Lighting technician, was working on Cabaret, a Bill Kenwright Ltd tour
Monday is our fit-up day, and on March 16 we were getting in to Sheffield’s Lyceum Theatre. We saw the news come through on social media that theatres were closing, and by the time we went to the pub that evening only one of our tour venues was still open. We got a call to say we would be meeting at 9am to take the set out again.
We packed all the lighting and sound equipment up, then a few us went back to the storage centre and spent the rest of the week unpacking 28 trailers from six shows. The cast members’ personal cases were still on the trucks. It was a huge job, and we then had to repack some of the trailers to return equipment to various hire companies.
The lighting and sound departments are all on PAYE (Pay As You Earn), so we could be furloughed, but we don’t know whether that will just be until the end of our contracts, which is early May. I’m fortunate that I’m living with my parents, so don’t have rent to pay, unlike many of the company. Several are already working in supermarkets.

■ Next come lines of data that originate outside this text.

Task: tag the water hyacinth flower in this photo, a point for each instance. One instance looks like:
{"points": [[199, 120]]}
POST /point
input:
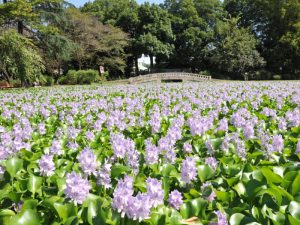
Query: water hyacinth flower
{"points": [[211, 197], [56, 148], [151, 153], [212, 162], [175, 199], [77, 188], [298, 147], [170, 156], [155, 192], [2, 170], [46, 165], [188, 170], [248, 131], [209, 146], [278, 143], [222, 220], [103, 175], [87, 161], [139, 208], [187, 147], [119, 145], [122, 196]]}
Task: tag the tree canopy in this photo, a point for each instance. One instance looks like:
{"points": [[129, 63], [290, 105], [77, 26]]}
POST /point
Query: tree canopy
{"points": [[232, 38]]}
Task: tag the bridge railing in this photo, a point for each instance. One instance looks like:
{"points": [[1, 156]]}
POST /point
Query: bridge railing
{"points": [[162, 76]]}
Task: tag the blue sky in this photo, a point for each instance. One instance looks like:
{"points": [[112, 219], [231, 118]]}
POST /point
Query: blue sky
{"points": [[79, 3]]}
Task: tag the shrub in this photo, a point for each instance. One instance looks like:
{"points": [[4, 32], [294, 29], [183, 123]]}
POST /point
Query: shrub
{"points": [[87, 76], [16, 83], [277, 77], [49, 81], [80, 77], [69, 78]]}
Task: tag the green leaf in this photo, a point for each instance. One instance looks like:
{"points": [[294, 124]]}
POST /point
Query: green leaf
{"points": [[240, 189], [119, 169], [34, 183], [293, 221], [294, 209], [25, 217], [72, 221], [296, 185], [240, 219], [65, 210], [14, 165], [30, 204], [271, 176], [195, 207], [205, 172], [96, 214], [5, 216]]}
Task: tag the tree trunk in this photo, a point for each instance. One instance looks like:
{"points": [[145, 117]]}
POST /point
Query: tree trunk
{"points": [[136, 65], [20, 27], [6, 77], [151, 63]]}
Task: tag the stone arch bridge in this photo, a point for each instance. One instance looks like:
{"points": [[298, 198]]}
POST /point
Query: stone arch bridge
{"points": [[159, 77]]}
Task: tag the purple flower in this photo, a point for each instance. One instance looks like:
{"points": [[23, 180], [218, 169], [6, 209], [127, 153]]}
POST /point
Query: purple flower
{"points": [[278, 143], [87, 161], [209, 146], [56, 148], [90, 135], [188, 170], [103, 175], [152, 153], [298, 147], [175, 199], [119, 145], [122, 196], [155, 192], [2, 170], [77, 188], [211, 197], [248, 131], [187, 147], [46, 165], [170, 156], [223, 124], [222, 220], [139, 209], [212, 162]]}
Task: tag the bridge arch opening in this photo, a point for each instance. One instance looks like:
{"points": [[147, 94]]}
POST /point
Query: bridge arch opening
{"points": [[172, 81]]}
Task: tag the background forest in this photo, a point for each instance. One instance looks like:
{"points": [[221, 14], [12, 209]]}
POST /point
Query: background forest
{"points": [[51, 41]]}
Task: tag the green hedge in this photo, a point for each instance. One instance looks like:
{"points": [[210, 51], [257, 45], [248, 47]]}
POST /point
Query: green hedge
{"points": [[80, 77]]}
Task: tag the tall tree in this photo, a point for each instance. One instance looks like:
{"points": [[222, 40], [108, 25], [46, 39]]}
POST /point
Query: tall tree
{"points": [[27, 14], [234, 51], [19, 58], [97, 44], [156, 35], [271, 21]]}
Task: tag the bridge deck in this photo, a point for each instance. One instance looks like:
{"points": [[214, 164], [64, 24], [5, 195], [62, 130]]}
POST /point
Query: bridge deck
{"points": [[158, 77]]}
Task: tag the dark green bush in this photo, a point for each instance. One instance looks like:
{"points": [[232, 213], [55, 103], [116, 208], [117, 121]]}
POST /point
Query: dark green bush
{"points": [[16, 83], [49, 81], [87, 76], [277, 77], [79, 77]]}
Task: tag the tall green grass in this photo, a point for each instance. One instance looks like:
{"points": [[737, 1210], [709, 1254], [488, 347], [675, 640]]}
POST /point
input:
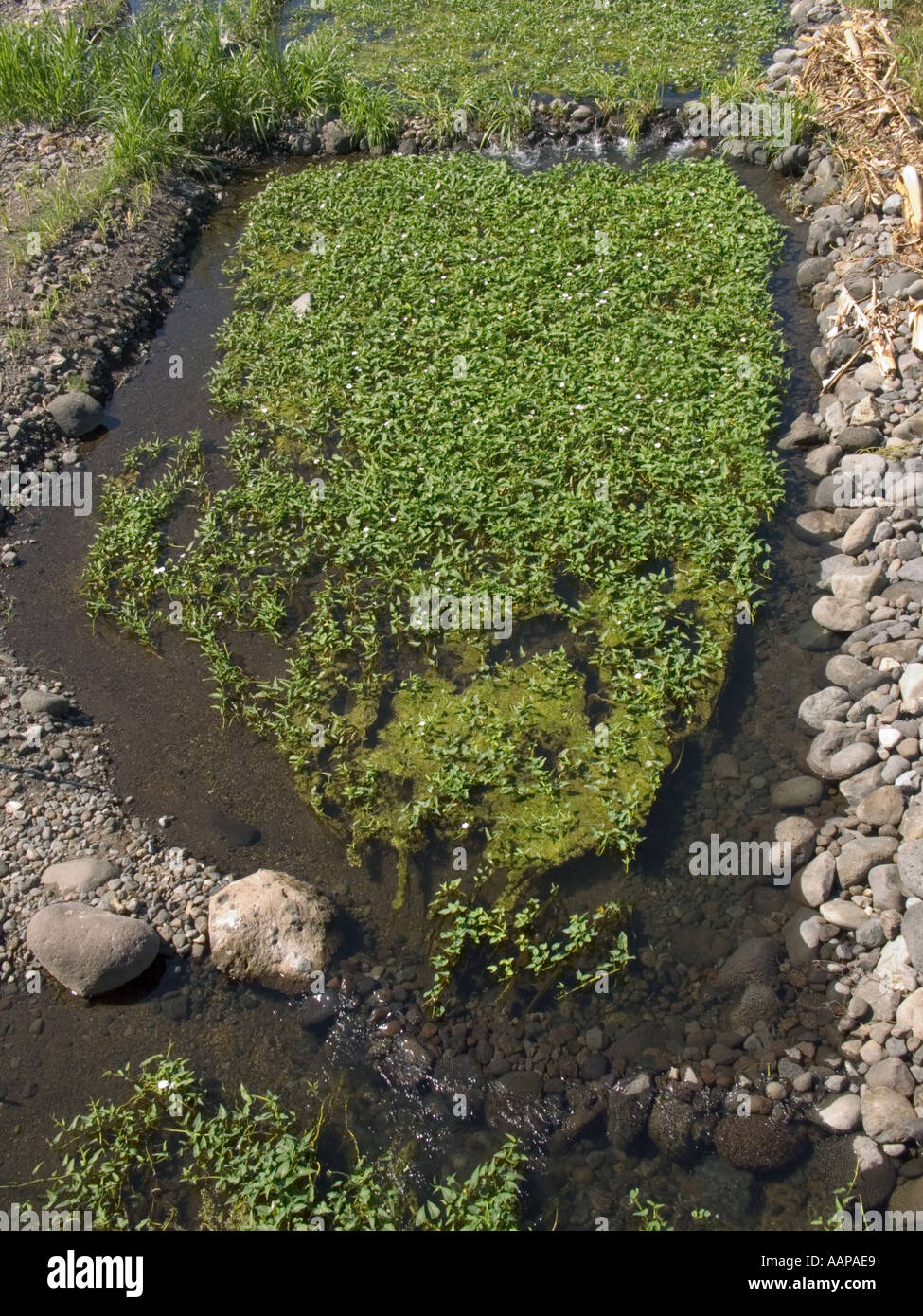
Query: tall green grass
{"points": [[169, 87]]}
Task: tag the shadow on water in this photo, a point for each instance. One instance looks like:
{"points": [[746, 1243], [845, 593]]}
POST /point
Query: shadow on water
{"points": [[233, 798]]}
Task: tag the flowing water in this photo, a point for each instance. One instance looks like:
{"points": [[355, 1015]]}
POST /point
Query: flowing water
{"points": [[174, 756]]}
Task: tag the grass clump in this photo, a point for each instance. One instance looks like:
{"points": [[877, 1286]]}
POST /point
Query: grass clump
{"points": [[249, 1166], [552, 391]]}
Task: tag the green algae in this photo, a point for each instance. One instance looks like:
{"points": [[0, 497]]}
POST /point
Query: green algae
{"points": [[600, 459]]}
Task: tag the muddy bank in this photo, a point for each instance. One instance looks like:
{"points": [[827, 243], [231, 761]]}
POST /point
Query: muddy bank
{"points": [[639, 1090]]}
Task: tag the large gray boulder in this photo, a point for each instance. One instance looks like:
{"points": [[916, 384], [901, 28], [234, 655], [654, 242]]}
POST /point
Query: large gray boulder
{"points": [[75, 414], [90, 951], [273, 930]]}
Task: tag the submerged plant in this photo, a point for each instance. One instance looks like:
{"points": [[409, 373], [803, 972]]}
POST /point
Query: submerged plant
{"points": [[509, 937], [252, 1165]]}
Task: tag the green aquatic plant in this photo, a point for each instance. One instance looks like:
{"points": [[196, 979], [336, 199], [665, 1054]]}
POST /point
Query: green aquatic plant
{"points": [[649, 1214], [509, 937], [253, 1166], [549, 391]]}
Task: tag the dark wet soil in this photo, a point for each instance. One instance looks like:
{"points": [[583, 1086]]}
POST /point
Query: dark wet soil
{"points": [[222, 786]]}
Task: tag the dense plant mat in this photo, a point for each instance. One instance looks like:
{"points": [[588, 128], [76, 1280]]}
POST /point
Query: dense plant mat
{"points": [[551, 394], [252, 1165]]}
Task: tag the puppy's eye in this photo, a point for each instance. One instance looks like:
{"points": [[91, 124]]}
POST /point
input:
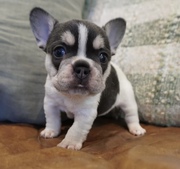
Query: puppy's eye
{"points": [[103, 57], [59, 52]]}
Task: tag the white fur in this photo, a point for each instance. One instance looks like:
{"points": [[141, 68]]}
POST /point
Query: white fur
{"points": [[83, 34], [83, 108], [126, 100]]}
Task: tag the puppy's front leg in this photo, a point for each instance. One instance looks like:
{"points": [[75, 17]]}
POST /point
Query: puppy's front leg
{"points": [[77, 134], [129, 106], [53, 120]]}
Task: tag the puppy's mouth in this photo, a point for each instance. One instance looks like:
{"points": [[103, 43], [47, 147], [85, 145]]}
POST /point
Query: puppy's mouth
{"points": [[73, 87]]}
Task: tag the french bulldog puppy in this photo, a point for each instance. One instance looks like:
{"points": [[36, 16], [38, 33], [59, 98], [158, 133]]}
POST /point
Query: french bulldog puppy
{"points": [[81, 79]]}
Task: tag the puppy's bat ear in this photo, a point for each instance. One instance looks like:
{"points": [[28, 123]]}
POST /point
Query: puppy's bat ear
{"points": [[42, 25], [115, 30]]}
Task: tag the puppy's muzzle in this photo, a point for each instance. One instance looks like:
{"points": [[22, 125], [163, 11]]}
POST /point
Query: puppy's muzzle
{"points": [[81, 69]]}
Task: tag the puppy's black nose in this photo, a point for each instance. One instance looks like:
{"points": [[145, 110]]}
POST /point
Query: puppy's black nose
{"points": [[81, 69]]}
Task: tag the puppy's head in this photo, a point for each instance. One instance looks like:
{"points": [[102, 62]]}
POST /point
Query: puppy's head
{"points": [[77, 52]]}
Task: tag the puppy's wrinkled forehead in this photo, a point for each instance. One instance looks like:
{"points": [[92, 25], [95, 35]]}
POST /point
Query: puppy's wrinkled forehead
{"points": [[83, 37]]}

I’ve applied for jobs.
I don’t know when this will end but I do know that everyone will pull together when it does. That’s the great thing about working in this industry.
Writer, whose latest show Rockets and Blue Lights was in previews at Manchester’s Royal Exchange
Throughout rehearsals, the news about coronavirus had been in the background, and then on March 12, shortly before we were due to start previews, Broadway closed down. That was when I began wondering whether we would make it to press night on the 17th, and in fact whether we should.
The first previews went very well, and we were still working hard on getting the show ready for opening. But at the back of our minds we knew that it might have to be postponed. Then on the Monday, Boris Johnson did that awful thing where he said people should avoid public gatherings, but didn’t officially close theatres. We were told by the Royal Exchange team that the show would not be going ahead that night, which was absolutely the right decision.
It really upset me that all the company’s hard work would not get to be shared publicly. The play had really come into its own during previews, and I was so proud of Miranda [Cromwell, the show’s director] and the team. On what would have been press night, we performed for a few people who worked in the theatre. It was an incredible thing to be part of. We had a Zoom party recently to celebrate what would have been the final night.
My hope is that the production will be remounted at some point and people will get to see the company’s beautiful work
Deputy stage manager, was working on previews of Zorro the Musical at Manchester’s Hope Mill Theatre
The day that the initial restrictions were announced was our day off and I had literally just sent out the rehearsal/show call. We were still in previews and were hoping to go on for a couple more days, but very quickly it became clear that the situation was changing at a dramatic rate. The next day was rescheduled to a company meeting.
That meeting was very emotional, and afterwards we signed programmes and posters for each other and said goodbyes as people headed back to their own homes before the lockdown got stricter. Then we just left; everything is still in the theatre, as it was on what turned out to be our final show.
The first few days were almost like going through a grieving process. The fact the show had ended so suddenly, and before we had even had press night, was really upsetting. We knew we had something special and were excited to continue the run.
The company has stayed very close throughout lockdown. The love we had for this show and for each other will only grow, and feel even better the second time round. I’m sure that first round of applause will bring tears to many eyes, not least mine.